Of Christmas Past

Douglas Walker - Tobacco Factory

There is a notice pinned to the theater door, where it normally warns you about flashing lights and bad language.

"Warning. This production questions the existence of Father Christmas."

I must admit I had no idea who Douglas Walker was when I booked this show, or indeed what kind of production I was letting myself in for. He clearly has a bit of a local cult following -- he had sold out the Tobacco Factory's smaller Spielman stage three nights running and seemed to know a fair proportion of the audience by name. (He greets everyone at the door at the end of the show like a vicar.) He's got a long CV involving podcasts, the Edinburgh Fringe and an acting stint at the National. 

Not quite sure how to describe the evening without giving away all the jokes and spoiling all the twists. It's a one man show, so it could be described as stand-up or a story-telling; but Mr Walker runs through so many characters and voices and runs about the stage and mimes so much that it's probably best thought of as a short play with one man doing all the roles. It begins with him dead-panning a speech; as if we are in for something fairly serious and thought-provoking: what if you actually met Father Christmas. Not a man in a suit; not an actor; not a painting -- the actual Father Christmas. And then: what if you met Father Christmas and then killed him? 
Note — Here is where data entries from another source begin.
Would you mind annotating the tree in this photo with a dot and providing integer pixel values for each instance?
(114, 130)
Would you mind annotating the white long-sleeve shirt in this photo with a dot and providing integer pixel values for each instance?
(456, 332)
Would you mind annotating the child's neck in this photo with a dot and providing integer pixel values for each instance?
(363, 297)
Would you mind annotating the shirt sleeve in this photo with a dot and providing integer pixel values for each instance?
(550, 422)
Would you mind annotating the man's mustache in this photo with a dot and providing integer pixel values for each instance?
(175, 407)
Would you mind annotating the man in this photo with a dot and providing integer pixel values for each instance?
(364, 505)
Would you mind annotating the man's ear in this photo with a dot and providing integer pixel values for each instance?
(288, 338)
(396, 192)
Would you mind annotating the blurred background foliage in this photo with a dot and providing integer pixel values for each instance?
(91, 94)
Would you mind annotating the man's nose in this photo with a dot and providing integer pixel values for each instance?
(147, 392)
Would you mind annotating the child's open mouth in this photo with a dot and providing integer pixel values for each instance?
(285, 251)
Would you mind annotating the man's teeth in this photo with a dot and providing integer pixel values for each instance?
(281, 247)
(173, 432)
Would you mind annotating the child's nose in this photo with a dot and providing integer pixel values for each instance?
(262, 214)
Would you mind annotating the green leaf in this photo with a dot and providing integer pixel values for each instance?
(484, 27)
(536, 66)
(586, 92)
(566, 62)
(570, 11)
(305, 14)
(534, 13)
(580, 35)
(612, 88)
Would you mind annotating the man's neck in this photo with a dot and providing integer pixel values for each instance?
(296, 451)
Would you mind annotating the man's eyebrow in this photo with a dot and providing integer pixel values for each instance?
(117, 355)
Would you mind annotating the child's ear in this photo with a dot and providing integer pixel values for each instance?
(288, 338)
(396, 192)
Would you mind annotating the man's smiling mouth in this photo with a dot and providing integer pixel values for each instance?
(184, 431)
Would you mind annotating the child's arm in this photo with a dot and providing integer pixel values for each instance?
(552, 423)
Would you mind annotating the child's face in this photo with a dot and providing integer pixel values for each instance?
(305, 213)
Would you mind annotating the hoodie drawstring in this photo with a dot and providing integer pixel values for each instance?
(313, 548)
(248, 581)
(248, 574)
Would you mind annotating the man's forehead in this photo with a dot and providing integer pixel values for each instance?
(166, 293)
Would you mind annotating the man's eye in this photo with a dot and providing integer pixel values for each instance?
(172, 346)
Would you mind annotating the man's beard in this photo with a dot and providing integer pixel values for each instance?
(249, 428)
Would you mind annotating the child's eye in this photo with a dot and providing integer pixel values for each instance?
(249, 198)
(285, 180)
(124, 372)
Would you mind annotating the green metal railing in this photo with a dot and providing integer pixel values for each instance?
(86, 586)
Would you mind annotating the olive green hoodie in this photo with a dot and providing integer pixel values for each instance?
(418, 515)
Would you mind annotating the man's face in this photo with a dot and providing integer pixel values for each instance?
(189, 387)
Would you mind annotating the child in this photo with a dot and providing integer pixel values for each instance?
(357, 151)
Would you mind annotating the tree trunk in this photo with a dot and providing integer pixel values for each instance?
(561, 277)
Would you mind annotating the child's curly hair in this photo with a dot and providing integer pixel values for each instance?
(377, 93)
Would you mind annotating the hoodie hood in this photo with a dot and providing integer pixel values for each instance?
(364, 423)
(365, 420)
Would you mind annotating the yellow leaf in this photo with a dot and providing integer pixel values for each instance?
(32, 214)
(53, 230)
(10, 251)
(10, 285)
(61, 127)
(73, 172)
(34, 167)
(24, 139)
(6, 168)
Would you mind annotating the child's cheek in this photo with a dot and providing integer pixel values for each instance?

Starting in 1917, he proceeds to run through an increasingly surreal conspiracy theory based on the idea that Father Christmas is real, or at any rate "real". The story is carried forward by sheer inventiveness, audacity, and a lot of silly voices. (He has a particularly nice line in doing both ends of a telephone conversation in two different accents.) His stage persona is earnest, seeming to want convince us of the barking mad theory; and maintaining a straight face even when the audience is applauding them most extreme of "unintentional" puns. When Leon Trotsky becomes part of the story, we are told he sits down and has a glass of sherry "With his two Minsk Spies."

It is one of those performances which seems to lightly touch on a lot of quite sensible thoughts while the main object of the exercise is to be very silly indeed. So yes; Father Christmas is both a kind old man and a symbol of capitalism; yes, the best way of keeping a secret is to have a lunatic shouting it from the rooftops; and yes, the scary thing about conspiracy stories is when you find out that everyone else knows the truth too but isn't saying. 

But mostly: is it really that far-fetched to think that Santa's toys are made by Elvis? 

1 comment:

Richard Worth said...

I am reminded of the first episode of 'Sandman' where Burgess tries to summon and imprison Death but captures Dream by mistake. I will show you terror in a handful of snow.